Frage #3: Ist da im Terminplan überhaupt etwas in annehmbarer Zeit frei?
Stellen wir uns vor, jemand hat wegen etwas einen hohen Leidensdruck. Bei einem Therapeuten mit Richtung X betrüge die Wartezeit sechs Monate, beim Kollegen mit Richtung Y elf Monate, und in einer Institution mit Ausrichtung Z sogar nur zwei Monate. Das klingt jetzt wie bewusst auf die Spitze getrieben, vielleicht ist es das auch, allerdings können Wartezeiten bei nicht akuten Hintergründen je nach Region durchaus stark schwanken.

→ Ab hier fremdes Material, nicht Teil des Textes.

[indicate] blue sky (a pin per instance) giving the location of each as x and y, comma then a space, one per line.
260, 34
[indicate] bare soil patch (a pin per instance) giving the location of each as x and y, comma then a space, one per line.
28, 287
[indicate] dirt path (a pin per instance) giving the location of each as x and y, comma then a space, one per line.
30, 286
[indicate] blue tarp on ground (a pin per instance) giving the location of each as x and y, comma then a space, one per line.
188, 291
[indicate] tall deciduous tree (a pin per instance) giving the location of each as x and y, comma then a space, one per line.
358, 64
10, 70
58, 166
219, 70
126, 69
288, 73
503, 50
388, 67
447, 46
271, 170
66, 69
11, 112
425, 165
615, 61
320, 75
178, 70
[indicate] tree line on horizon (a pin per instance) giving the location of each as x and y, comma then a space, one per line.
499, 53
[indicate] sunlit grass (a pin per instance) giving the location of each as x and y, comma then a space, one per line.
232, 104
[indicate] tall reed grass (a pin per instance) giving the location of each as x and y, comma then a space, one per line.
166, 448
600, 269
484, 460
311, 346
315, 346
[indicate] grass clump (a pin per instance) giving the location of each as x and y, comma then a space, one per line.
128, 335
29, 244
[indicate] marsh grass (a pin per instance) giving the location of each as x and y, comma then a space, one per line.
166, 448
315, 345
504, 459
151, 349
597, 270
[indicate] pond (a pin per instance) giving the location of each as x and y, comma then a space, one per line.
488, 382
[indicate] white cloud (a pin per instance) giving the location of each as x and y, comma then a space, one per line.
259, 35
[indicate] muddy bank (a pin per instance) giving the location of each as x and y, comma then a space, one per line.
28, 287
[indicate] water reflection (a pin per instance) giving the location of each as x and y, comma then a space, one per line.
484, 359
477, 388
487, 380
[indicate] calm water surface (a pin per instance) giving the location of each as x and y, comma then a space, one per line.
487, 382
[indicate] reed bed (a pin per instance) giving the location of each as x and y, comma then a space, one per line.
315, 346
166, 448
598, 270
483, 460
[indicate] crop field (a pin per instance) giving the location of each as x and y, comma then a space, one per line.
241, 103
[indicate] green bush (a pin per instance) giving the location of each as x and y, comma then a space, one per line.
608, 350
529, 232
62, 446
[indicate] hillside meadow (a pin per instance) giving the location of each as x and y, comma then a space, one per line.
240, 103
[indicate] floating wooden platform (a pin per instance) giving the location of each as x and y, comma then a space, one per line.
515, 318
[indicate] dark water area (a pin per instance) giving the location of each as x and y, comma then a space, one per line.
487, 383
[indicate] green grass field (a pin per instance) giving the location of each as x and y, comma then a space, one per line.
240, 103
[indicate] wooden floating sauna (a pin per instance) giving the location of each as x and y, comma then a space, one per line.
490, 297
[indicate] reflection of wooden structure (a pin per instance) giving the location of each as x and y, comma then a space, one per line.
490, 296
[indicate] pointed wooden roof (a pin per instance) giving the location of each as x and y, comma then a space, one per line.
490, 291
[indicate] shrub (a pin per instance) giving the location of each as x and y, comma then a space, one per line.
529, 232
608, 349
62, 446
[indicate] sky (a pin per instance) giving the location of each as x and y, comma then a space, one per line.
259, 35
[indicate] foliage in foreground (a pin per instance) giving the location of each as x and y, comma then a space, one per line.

Erst daran anschließend quasi als vierte Frage würde ich die inhaltliche Ausrichtung einbringen, und die hat schon einen großen subjektiven Faktor. Erwartungen spielen eine große Rolle. Auch eigene Vorlieben. Ich könnte jetzt wieder auf die Metastudien verweisen und eine Liste erstellen nach dem Motto "bei X ist Y das erfolgreichere Verfahren", aber damit werde ich der Komplexität nicht gerecht. Das sind wenn dann Durchschnittswerte, die relativ dicht zusammen liegen - und die Unterschiede oft kleiner sind als der der persönliche Faktor (Frage #1). Dazu kommen dann noch Erwartungen.

Als ich noch Schüler war, Ewigkeiten her, überhörte ich mal einen Gesprächsfetzen, der da sinngemäß lautete "also ich war gestern das erste mal bei X, und wir haben gar nicht über meine Kindheit geredet. Der kann kein guter Therapeut sein!"
Erinnert mich gerade an die Geschichte von Erickson, der mit so ziemlich jeder Technik erfolglos versuchte, eine Klientin in Trance zu kriegen - und die nach gut einer Stunde etwas irritiert fragte, wann er endlich eine Uhr rausholen und beginnen würde.